Um caminhão de mudança estacionou pouco antes das 8h de ontem em frente ao Bloco D da 112 Norte e começou a esvaziar o imóvel de 180m², pertencente ao Senado. O antigo ocupante morava lá irregularmente: era filho do ex-diretor de Recursos Humanos da Casa João Carlos Zoghbi, que anunciou que iria devolver o apartamento há quase um mês.
Foram duas viagens para levar toda a mobília do ex-morador, cujo pai já foi responsável por administrar uma folha de pagamento de R$ 2,1 bilhões anuais e sonhava em ocupar a Diretoria Geral do Senado. A meta de Zoghbi ruiu depois de o Correio revelar que o imóvel funcional estava sendo usado por um de seus filhos, sem pagar aluguel, enquanto o então diretor vivia numa luxuosa casa no Lago Sul, comprada em 1992. Ou seja, Zoghbi demorou para se desgarrar do benefício concedido pelo Senado ainda em 1999.
Funcionários do Bloco D informaram que o filho de Zoghbi já não morava mais no local. Mas a promessa de que desocuparia o imóvel logo depois da exoneração do pai no Senado demorou quase um mês. Um apartamento no mesmo bloco não é alugado por menos de R$ 2,1 mil mensais. Ao bolso de Zoghbi, custava R$ 388 referente à taxa administrativa.
Esse é o desfecho de uma novela que assola o ex-diretor desde outubro do ano passado, quando teve que exonerar a mulher e dois filhos que ocupavam cargos de confiança no Senado. Um dos filhos, Ricardo, aparece como dono da residência no Lago Sul. Esse era o argumento usado por Zoghbi para negar que morasse na casa. Mas o Correio mostrou que foi ele, sim, quem adquiriu a propriedade em 1992, colocando-a em nome do filho, então adolescente. Além disso, moradores e funcionários do prédio confirmaram que o servidor jamais viveu no imóvel funcional.
Quando admitiu que o uso do imóvel era irregular, foi avisado de que teria que pedir exoneração. O presidente do Senado, José Sarney (PMDB-AP), não estava disposto a assumir o desgaste de ter que afastá-lo. O acerto foi o mesmo da solução encontrada para afastar o então diretor-geral do Senado, Agaciel Maia, que caiu após a divulgação que ocultou uma propriedade avaliada em R$ 5 milhões no Lago Sul.

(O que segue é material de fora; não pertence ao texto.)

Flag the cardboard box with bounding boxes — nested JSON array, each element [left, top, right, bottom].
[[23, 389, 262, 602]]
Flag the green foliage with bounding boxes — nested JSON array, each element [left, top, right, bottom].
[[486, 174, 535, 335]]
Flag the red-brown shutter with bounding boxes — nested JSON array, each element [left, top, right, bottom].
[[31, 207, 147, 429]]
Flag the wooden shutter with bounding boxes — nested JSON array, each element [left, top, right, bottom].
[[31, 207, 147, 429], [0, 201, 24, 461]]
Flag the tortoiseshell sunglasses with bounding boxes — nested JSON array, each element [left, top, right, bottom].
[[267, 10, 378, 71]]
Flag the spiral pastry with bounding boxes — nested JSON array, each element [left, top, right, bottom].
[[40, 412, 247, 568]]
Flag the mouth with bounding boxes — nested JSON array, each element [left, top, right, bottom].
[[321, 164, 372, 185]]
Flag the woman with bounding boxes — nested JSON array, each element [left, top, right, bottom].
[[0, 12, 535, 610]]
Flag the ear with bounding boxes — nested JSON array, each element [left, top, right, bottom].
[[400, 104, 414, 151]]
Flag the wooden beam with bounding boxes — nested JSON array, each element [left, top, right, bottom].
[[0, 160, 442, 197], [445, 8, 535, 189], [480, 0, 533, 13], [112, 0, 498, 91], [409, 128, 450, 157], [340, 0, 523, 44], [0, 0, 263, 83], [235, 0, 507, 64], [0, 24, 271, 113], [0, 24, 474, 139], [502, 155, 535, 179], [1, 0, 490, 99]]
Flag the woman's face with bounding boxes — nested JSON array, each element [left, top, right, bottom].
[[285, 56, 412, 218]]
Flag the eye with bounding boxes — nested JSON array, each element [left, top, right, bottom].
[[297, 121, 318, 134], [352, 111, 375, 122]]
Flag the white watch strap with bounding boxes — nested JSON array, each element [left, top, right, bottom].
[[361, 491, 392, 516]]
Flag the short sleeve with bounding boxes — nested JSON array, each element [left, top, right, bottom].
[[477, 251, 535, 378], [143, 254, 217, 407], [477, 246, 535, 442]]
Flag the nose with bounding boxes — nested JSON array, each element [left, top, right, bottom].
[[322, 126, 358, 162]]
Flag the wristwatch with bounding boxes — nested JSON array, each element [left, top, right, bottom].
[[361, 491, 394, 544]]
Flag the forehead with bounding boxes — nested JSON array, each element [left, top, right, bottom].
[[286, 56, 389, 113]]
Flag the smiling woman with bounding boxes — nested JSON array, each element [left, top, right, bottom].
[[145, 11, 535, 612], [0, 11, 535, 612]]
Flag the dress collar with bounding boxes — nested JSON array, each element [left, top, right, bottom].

Desde que seu ex-chefe saiu do cargo, Zoghbi tentou se colocar na linha sucessória e conquistar o cargo de Agaciel. E chegou a ganhar apoio de parlamentares do PMDB para se tornar diretor-geral. Agora, os dois, Zoghbi e Agaciel, estão nos quadros dos servidores efetivos comuns do Senado.
Alívio
O fim do episódio é um alívio ao presidente do Senado e ao primeiro-secretário, Heráclito Fortes (DEM-PI), incomodados com os rotineiros episódios de irregularidades administrativas na Casa. Para buscar uma saída às sucessivas denúncias no âmbito administrativo da Casa, Sarney anunciou um acordo para a Fundação Getúlio Vargas (FGV) realizar uma auditoria e o corte de algumas subsecretarias, cujo chefe tinha status de diretor. Os primeiros alvos da FGV foram justamente o Departamento de Recursos Humanos, comandado por Zoghbi, a gráfica e o Prodasen.
Alguns fantasmas já começaram a aparecer, entretanto. O maior contrato, no valor R$ 6,7 milhões anuais, da gráfica é com Steel Serviços Auxiliares Ltda. Entre os funcionários da empresa, há parentes de servidores. Reportagem do Correio de quarta-feira passada identificou pelo menos cinco famílias inteiras trabalhando no setor. Um sobrinho de Agaciel, Jerian Maia dos Santos, é operador de acabamento da Steel. Ele ainda é irmão de Janete Maia dos Santos, servidora efetiva do Senado.
A coordenadora da Steel é Auricelly Christiane Oliveira. Ela foi indicada pelo responsável pelo contrato da gráfica e diretor de matérias-primas Luiz Augusto da Paz Júnior. Christiane, como é conhecida, é irmã de Mércia Sabrina Oliveira Ferreira, empregada pela Steel no serviço de fotomecânica. O namorado de Christiane, João Evaristo Júnior, também trabalha no mesmo local.